Non manca però chi punta su «La grande bellezza» di Paolo Sorrentino, titolo tra i più apprezzati e importanti della kermesse, o su due, toccanti, pellicole dell'estremo oriente: «A Touch of Sin» del cinese Jia Zhang-ke e «Like Father, Like Son» del giapponese Hirokazu Kore-Eda.

Aspettando di conoscere il verdetto della giuria capitanata da Steven Spielberg, nell'ultima giornata del Festival è stato presentato, fuori concorso, «Zulu» di Jérôme Salle, il film di chiusura della manifestazione.

Protagonisti sono Orlando Bloom e Forest Whitaker, che vestono i panni di due poliziotti di Città del Capo chiamati a far luce sull'omicidio di un'adolescente. L'indagine li costringerà a ripensare al proprio passato e ad affrontare i propri demoni interiori.

Tratto dall'omonimo romanzo di Caryl Férey, «Zulu» rappresenta il Sud Africa del post-Apartheid: una ferita tuttora aperta, le cui conseguenze sono ancora pienamente tangibili.

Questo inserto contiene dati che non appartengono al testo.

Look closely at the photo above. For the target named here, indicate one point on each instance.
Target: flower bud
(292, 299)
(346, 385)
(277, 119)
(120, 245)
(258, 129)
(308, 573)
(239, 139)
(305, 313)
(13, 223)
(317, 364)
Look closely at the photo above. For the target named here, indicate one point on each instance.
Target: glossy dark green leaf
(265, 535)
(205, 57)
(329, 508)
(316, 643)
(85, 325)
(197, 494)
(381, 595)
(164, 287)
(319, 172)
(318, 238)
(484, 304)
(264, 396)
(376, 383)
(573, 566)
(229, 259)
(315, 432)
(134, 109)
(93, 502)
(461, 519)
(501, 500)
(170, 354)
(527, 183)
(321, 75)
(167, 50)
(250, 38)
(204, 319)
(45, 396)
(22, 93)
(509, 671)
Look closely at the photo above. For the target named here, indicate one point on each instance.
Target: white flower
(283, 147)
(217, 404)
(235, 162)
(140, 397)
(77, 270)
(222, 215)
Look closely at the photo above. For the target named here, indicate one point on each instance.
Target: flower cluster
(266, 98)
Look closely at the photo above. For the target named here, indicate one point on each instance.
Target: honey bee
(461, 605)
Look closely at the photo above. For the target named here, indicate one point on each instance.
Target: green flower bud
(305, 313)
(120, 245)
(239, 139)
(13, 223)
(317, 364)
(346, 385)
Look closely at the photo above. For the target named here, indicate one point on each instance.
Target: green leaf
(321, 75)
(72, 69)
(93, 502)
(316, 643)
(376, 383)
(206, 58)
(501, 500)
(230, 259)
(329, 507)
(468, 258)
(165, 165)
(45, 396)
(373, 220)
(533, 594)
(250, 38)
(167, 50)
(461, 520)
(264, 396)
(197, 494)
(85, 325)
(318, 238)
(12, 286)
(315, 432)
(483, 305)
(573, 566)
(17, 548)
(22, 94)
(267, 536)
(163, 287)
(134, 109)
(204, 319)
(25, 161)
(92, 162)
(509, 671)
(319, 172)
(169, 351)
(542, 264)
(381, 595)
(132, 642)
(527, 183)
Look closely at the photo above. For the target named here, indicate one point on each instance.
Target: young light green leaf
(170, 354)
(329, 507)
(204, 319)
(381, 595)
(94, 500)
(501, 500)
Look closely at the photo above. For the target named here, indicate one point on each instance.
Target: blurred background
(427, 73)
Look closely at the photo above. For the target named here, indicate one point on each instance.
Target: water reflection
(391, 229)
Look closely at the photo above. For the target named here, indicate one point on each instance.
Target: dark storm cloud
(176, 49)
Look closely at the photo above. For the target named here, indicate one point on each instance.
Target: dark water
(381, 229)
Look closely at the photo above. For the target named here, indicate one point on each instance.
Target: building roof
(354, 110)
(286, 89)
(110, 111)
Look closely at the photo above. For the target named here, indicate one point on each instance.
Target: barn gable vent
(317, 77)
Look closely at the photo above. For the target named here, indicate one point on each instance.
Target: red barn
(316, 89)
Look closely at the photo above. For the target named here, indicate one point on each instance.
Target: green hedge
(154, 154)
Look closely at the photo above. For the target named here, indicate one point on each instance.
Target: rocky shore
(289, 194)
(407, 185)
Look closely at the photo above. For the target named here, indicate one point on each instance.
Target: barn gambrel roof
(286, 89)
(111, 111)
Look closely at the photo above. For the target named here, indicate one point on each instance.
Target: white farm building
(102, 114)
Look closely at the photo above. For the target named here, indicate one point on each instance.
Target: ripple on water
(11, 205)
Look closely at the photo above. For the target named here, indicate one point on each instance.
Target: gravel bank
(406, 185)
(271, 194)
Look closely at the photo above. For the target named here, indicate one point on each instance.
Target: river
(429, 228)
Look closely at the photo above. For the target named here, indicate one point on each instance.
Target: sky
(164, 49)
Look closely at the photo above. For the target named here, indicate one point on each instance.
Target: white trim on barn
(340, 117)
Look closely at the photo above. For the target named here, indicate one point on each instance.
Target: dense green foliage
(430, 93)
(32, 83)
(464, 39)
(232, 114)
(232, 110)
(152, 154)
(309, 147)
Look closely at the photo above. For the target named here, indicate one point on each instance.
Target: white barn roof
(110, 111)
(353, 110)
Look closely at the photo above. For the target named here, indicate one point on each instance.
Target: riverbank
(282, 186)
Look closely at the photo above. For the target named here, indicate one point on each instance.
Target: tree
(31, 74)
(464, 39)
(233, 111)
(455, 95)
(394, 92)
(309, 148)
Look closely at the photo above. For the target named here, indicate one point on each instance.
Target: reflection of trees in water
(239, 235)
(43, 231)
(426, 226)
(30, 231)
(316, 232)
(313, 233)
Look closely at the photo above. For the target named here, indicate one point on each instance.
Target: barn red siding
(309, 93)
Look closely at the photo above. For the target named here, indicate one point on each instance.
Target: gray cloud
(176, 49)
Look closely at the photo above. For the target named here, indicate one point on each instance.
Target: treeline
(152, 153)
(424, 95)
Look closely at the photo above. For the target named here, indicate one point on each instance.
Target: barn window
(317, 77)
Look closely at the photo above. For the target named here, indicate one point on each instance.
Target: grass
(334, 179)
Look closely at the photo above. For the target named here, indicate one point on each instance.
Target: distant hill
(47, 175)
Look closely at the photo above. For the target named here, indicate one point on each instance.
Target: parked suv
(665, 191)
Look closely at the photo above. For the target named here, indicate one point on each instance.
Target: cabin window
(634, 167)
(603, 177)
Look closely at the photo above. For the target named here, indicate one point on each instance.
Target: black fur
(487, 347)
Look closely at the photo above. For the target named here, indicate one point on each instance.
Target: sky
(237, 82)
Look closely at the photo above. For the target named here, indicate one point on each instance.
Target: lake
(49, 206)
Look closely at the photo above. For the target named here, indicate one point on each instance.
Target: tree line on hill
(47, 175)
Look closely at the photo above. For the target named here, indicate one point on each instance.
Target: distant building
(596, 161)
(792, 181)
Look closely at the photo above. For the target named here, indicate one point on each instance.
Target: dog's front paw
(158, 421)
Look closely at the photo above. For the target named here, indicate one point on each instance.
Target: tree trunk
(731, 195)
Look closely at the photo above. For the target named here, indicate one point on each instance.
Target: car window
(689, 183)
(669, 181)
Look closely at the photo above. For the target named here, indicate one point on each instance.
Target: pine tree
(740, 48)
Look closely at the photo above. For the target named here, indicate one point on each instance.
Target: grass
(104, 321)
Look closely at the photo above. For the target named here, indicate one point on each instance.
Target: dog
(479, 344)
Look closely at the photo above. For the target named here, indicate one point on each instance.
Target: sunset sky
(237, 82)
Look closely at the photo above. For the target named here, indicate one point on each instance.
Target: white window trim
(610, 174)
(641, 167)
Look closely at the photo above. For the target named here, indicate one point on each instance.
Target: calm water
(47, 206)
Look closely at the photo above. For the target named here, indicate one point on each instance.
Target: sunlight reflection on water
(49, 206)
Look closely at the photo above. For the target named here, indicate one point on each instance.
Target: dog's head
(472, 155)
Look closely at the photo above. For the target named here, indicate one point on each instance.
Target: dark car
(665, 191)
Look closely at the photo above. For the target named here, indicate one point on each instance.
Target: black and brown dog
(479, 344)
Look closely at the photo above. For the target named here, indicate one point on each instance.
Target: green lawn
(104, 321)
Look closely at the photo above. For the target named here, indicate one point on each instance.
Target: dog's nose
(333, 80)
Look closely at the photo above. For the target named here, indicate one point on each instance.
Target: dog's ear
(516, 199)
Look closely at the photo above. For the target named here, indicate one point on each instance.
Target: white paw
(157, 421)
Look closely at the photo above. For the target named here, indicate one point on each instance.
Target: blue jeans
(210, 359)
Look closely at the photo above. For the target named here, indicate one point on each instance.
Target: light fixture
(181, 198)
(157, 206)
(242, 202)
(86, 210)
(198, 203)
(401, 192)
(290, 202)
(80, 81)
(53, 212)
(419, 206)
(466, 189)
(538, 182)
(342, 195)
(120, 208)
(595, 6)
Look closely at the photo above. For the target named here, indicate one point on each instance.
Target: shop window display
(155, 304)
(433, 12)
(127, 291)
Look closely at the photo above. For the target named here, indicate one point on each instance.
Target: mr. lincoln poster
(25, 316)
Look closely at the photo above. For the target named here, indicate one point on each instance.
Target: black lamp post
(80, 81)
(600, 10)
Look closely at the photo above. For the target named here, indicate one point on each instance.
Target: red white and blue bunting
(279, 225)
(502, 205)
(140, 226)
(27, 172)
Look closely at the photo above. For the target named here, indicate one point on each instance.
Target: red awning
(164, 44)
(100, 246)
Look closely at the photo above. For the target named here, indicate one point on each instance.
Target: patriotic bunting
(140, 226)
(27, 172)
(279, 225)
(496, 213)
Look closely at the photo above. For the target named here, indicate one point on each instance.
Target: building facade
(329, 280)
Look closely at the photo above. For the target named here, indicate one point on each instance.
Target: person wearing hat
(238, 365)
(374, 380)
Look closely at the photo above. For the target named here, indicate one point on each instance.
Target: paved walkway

Jérôme Salle (noto per «Anthony Zimmer», film del 2005 a cui si è ispirato l'americano «The Tourist», con Johnny Depp e Angelina Jolie) dimostra il suo discreto talento imprimendo alla vicenda un buon ritmo e sfruttando al meglio la brillante colonna sonora di Alexandre Desplat, compositore anche dell'ottimo «Venus in Fur» di Roman Polanski.

L'attenzione del regista francese è però tutta per l'apparato visivo, mentre la sceneggiatura (scritta insieme a Julien Rappeneau) risulta scontata e prevedibile, tanto da ricordare l'andamento narrativo di diverse pellicole dello stesso genere uscite negli ultimi anni.

Sebbene sia stato proposto sulla Croisette, lo si può considerare un prodotto di poche pretese, con fini più commerciali che artistici.

Nel cast, Orlando Bloom, tornato sul grande schermo a due anni di distanza da «I tre moschettieri» di Paul W.S.Anderson, è pienamente in parte e riesce a tenere testa a un notevole Forest Whitaker, intenso come non lo vedevamo da parecchio tempo.